BARBIE – Deutschlandstart 20. Juli 2023
Der Titel dieser Besprechung ist keine Kritik am Film. Das ist ein Satz der fällt, während irgendeine Wand durchbrochen wird (also eine metaphysische, die vierte kann es nicht gewesen sein, denn es ist die Erzählerin die diesen Satz sagt, als Barbie sich während einer schweren Sinnkrise für hässlich hält).
Und das ist auch schon äußerst bezeichnend für diesen völlig abgefahrenen Film, zu dem, als ich den Saal verließ, zwei Gedanken sofort in meinem Kopf manifestierten:
Was zur Hölle habe ich da gerade gesehen?
und
Wie soll ich das denn besprechen?
Eins möchte ich gleich von vorneweg von der Brust haben, damit das geklärt ist und ich mich nicht später in der Rezension nochmal aufregen muss: Ich beschwere mich ja oft über schlechte Synchronisationen, aber was hier abgeliefert wurde, kann ich nur als eine Frechheit bezeichnen. Die Übersetzungen sind so oft hart daneben, die Gags schlecht als recht übersetzt. Wenn man nicht ahnen würde, was da in Wirklichkeit gesagt wird und wenn man nicht wüsste, dass man sich den noch mal im Original wird ansehen können, könnte man über das Abgelieferte schier verzweifeln.
Glücklicherweise kann der Film selbst das mehr als auffangen.
Ich weiß, ich bin spät dran, aber aufgrund misslicher Umstände konnte ich den Barbie-Film, der gerade mehr Rauschen im rosafarbenen Internet-Blätterwald auslöst, als man gedacht hätte, leider erst jetzt sehen. Ich hätte auch nie gedacht, dass ich mir jemals einen Barbie-Film ansehen würde. Aber erstens hat der gerade mehr Rauschen im rosafarbenen Internet-Blätterwald ausgelöst, als man jemals gedacht hatte, und zweitens hatten die mir das im Prinzip schon erfolgreich verkauft, als ich den Trailer vor INDIANA JONES gesehen hatte. Den Trailer, in dem unter anderem die Introsequenz aus 2001 mit den Affen, den Knochen und dem Monolithen nachgestellt wurde.

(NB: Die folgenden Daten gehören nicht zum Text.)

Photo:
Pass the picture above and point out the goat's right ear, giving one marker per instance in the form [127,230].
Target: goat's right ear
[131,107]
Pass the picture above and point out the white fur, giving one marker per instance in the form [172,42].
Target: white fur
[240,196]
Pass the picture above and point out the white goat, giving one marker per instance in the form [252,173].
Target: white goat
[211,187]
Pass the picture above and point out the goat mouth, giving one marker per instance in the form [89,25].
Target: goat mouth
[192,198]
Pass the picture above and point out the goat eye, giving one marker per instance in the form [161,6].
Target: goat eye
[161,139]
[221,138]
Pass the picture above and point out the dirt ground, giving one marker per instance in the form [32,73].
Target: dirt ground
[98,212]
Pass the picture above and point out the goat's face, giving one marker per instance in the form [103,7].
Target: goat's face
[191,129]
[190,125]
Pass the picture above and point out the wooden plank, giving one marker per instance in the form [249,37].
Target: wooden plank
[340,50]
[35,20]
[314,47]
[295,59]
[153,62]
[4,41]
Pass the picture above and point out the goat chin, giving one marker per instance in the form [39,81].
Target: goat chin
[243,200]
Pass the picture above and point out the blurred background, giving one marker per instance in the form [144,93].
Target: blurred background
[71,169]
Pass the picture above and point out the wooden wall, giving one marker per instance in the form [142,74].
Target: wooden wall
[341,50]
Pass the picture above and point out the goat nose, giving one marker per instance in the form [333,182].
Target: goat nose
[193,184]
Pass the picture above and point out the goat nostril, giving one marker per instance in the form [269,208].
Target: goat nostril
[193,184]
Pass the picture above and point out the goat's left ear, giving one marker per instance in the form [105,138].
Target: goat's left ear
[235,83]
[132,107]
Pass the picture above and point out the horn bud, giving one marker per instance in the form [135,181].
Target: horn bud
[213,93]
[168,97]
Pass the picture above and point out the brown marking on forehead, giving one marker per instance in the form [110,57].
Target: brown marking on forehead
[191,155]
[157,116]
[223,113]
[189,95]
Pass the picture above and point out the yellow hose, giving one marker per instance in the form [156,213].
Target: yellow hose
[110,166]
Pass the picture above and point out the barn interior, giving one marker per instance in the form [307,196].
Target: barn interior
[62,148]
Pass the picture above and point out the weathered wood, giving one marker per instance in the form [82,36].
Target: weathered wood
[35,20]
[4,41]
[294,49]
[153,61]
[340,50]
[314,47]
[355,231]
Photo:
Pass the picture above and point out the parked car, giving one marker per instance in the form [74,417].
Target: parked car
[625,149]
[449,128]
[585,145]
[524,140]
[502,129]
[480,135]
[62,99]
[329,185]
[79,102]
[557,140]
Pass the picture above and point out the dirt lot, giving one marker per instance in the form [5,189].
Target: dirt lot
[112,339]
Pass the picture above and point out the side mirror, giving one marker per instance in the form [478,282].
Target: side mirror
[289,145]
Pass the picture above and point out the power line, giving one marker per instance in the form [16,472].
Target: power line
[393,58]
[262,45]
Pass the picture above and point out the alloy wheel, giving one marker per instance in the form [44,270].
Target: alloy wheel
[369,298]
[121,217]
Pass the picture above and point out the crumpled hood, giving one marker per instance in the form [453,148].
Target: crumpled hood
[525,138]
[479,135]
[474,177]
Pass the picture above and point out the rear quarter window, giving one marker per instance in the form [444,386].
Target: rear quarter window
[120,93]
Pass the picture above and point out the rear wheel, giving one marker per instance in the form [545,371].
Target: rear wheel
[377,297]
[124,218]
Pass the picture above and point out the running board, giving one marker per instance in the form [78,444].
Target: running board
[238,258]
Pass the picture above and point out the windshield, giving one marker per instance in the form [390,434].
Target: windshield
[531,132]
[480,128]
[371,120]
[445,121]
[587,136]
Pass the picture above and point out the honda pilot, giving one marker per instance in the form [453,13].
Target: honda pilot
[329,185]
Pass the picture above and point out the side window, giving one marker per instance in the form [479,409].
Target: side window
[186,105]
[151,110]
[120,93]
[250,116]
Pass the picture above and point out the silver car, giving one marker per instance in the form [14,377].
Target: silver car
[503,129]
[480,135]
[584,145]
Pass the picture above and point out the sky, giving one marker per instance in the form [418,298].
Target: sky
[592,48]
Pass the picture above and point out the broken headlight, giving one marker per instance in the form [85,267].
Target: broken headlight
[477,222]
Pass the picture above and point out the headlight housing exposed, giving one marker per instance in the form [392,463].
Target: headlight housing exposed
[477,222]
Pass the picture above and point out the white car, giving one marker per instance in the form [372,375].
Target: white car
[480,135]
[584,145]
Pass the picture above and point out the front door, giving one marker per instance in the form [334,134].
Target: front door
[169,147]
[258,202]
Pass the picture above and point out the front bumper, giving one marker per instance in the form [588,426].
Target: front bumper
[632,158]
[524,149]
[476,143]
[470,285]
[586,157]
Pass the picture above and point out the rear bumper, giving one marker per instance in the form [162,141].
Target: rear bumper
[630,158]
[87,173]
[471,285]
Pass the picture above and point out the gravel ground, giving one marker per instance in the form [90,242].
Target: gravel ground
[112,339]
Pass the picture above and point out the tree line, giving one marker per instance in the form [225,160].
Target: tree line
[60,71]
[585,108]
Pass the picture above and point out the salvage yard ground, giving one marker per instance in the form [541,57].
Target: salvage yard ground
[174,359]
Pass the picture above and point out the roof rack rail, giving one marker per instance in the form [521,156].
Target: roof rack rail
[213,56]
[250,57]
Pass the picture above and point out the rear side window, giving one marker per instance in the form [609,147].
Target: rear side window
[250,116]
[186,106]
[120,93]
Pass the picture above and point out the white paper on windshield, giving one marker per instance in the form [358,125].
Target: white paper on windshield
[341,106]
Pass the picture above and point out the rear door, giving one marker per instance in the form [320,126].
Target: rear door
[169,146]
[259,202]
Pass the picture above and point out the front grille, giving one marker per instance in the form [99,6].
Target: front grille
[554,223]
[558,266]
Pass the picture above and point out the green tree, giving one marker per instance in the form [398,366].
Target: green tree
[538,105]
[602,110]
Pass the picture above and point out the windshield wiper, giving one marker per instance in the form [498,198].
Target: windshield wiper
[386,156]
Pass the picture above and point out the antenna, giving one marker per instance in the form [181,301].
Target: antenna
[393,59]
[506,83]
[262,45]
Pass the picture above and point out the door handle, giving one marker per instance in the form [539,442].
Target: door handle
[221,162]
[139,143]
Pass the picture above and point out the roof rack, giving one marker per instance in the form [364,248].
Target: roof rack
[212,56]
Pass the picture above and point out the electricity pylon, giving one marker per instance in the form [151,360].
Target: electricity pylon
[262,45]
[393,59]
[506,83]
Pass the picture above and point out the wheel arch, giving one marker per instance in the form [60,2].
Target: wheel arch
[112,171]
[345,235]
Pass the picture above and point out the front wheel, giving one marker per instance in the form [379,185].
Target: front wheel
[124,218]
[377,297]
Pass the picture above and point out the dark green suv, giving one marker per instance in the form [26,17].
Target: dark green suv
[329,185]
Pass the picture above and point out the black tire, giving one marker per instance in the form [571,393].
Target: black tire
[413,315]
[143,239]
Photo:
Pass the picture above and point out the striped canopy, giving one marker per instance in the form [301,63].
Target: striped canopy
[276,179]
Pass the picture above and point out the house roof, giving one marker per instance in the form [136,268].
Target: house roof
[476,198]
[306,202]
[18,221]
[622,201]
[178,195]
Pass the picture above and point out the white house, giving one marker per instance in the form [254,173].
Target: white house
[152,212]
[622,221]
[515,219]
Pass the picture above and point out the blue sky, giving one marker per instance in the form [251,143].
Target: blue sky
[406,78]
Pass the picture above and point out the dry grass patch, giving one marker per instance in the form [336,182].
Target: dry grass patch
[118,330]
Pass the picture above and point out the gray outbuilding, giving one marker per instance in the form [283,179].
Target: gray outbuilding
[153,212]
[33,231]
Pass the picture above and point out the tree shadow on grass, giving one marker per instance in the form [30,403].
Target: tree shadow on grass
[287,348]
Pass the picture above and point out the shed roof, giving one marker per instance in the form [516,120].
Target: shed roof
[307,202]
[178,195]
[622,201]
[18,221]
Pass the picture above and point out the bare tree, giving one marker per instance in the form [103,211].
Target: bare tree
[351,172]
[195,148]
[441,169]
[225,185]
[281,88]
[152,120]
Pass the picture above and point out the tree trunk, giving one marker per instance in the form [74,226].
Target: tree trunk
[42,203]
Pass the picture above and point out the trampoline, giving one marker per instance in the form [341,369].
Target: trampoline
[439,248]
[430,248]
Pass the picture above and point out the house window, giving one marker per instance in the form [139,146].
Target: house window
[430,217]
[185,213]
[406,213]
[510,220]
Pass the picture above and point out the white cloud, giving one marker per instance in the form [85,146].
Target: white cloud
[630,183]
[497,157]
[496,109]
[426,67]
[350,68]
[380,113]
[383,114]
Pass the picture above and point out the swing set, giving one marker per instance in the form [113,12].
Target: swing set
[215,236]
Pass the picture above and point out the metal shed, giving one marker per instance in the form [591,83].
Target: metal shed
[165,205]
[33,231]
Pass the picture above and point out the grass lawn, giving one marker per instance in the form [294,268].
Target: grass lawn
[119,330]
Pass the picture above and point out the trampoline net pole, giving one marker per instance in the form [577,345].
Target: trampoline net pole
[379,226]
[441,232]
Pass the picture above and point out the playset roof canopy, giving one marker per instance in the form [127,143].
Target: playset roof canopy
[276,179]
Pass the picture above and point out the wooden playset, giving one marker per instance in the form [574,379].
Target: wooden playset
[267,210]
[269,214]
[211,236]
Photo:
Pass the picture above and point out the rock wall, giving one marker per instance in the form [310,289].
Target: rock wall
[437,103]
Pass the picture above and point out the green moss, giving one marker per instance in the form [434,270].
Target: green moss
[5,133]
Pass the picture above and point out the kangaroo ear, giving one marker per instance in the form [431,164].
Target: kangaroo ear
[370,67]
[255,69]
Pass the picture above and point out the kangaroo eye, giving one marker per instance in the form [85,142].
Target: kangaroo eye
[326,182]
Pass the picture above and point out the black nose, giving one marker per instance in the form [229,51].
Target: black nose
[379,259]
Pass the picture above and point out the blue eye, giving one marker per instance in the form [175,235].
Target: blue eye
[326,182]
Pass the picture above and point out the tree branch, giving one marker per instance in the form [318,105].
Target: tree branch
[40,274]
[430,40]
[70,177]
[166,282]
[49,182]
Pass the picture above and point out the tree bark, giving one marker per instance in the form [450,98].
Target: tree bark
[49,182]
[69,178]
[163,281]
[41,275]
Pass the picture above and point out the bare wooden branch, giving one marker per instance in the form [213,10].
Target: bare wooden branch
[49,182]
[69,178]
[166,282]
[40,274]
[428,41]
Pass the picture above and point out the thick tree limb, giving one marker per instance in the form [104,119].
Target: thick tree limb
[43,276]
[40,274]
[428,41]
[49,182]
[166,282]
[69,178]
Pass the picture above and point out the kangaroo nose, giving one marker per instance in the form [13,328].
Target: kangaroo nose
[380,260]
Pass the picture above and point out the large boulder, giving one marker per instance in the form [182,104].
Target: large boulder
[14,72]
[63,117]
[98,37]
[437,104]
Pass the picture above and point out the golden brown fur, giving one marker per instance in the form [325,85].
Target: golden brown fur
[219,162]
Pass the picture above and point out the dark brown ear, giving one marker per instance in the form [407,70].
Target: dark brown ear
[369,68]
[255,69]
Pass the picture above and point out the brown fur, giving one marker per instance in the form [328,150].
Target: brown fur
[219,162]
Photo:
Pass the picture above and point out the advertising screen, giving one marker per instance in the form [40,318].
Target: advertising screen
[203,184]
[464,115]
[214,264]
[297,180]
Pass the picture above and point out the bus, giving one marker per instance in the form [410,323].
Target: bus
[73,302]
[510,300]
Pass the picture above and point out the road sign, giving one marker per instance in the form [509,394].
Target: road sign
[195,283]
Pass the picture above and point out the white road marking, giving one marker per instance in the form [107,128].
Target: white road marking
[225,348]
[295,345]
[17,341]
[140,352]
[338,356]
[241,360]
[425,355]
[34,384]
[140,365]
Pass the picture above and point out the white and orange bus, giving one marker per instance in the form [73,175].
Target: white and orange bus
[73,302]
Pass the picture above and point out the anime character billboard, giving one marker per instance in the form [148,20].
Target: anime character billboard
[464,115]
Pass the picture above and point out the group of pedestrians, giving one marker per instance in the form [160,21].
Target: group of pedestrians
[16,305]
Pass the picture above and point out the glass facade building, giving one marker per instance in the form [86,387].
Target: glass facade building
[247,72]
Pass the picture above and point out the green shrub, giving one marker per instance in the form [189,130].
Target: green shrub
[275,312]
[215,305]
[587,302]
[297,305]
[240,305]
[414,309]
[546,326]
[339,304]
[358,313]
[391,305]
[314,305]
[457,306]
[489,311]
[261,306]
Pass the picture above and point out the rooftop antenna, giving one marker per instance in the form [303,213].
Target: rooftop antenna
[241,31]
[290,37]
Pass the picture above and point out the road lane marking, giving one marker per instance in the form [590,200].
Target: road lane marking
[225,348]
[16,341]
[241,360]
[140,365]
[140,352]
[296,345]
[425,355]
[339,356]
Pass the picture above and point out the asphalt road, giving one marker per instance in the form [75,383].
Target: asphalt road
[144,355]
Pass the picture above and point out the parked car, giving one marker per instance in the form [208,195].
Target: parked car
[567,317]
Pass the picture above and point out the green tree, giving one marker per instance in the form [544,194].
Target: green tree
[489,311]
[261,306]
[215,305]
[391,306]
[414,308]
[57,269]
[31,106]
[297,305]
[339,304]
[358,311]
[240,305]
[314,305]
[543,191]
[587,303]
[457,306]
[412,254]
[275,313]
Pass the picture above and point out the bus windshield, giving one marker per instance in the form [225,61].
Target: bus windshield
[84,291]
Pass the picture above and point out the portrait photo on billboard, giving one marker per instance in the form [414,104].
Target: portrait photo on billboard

In dem Moment hatte ich schon so eine gewisse Ahnung, dass dieser Film nach der Mattel-Spielzeugikone vielleicht ganz anders werden könnte, als man erwarten würde. Ich habe mich in den letzten Wochen erfolgreich dagegen gewehrt, gespoilert zu werden. Wogegen ich mich nicht wehren konnte, waren die Meldungen darüber, dass auf der ganzen Welt selbsternannte Alphamännchen sich aufdiebrustklopfenderweise über BARBIE echauffierten. Ich konnte mich also darauf vorbereiten, dass Männer hier vielleicht nicht ganz so gut wegkommen.
Tatsächlich ist das aber gar nicht so. Zum einen werden nur Wahrheiten verbreitet und zum anderen ist das Ende ziemlich versöhnlich, nachdem Machos, deren dicke Karren und ähnliche Höhlenmenschen-Versatzstücke ordentlich auf die Schippe genommen wurden.
Ebenfalls ordentlich auf die Schippe genommen wird übrigens Spielzeugkonzern Mattel. Die bekommen in einer Tour ihr Fett weg, obwohl sie als Rechteinhaber und Produzenten im Vorspann stehen. Es geht um abgesetzte Spielzeugpuppen, um Geschmacksverirrungen und es geht um eine komplett volltrottelige Chefetage, angeführt von einem gutgelaunten Will Farrell in einer für ihn sehr typischen Rolle (mit einigen der besten Sprüche des Films). Auch an der Barbie-Erfinderin arbeitet man sich ab.
Worum geht es hier denn eigentlich? Das verrate ich nicht. Es mag ja Menschen geben, die ihn noch nicht gesehen haben und die will ich nicht spoilern. Was ich aber sagen kann ist, dass ich selten einen dermaßen skurrilen, knallbunten und abgefahrenen Film gesehen habe. Es ist nicht so, dass man die ganze Zeit schenkelklopfend im Kino sitzt. Dafür hatte zumindest ich während der gesamten Laufzeit ein Grinsen im Gesicht. Das muss ein Film auch erstmal schaffen. Die Skurrilität wird noch potenziert durch die Einbrüche von Realität in die quietschrosafarbene Barbie-Welt.
Ja, an ein paar Stellen schrammt das nicht nur haarscharf am Klamauk vorbei, sondern touchiert ihn ganz gewaltig. Das nimmt man ihnen aber merkwürdigerweise nicht übel, ebenso wenig ein paar Ken-Szenen die völlig drüber sind. Aber was ist angesichts des Barbielands schon »völlig drüber«? Auch wenn Barbie sich ein Glas Wasser ins Gesicht schüttet, weil … ach, seht es euch einfach an, denn ist das ein Gag, den man kommen sah. Der aber auch irgendwie konsequenterweise sein muss.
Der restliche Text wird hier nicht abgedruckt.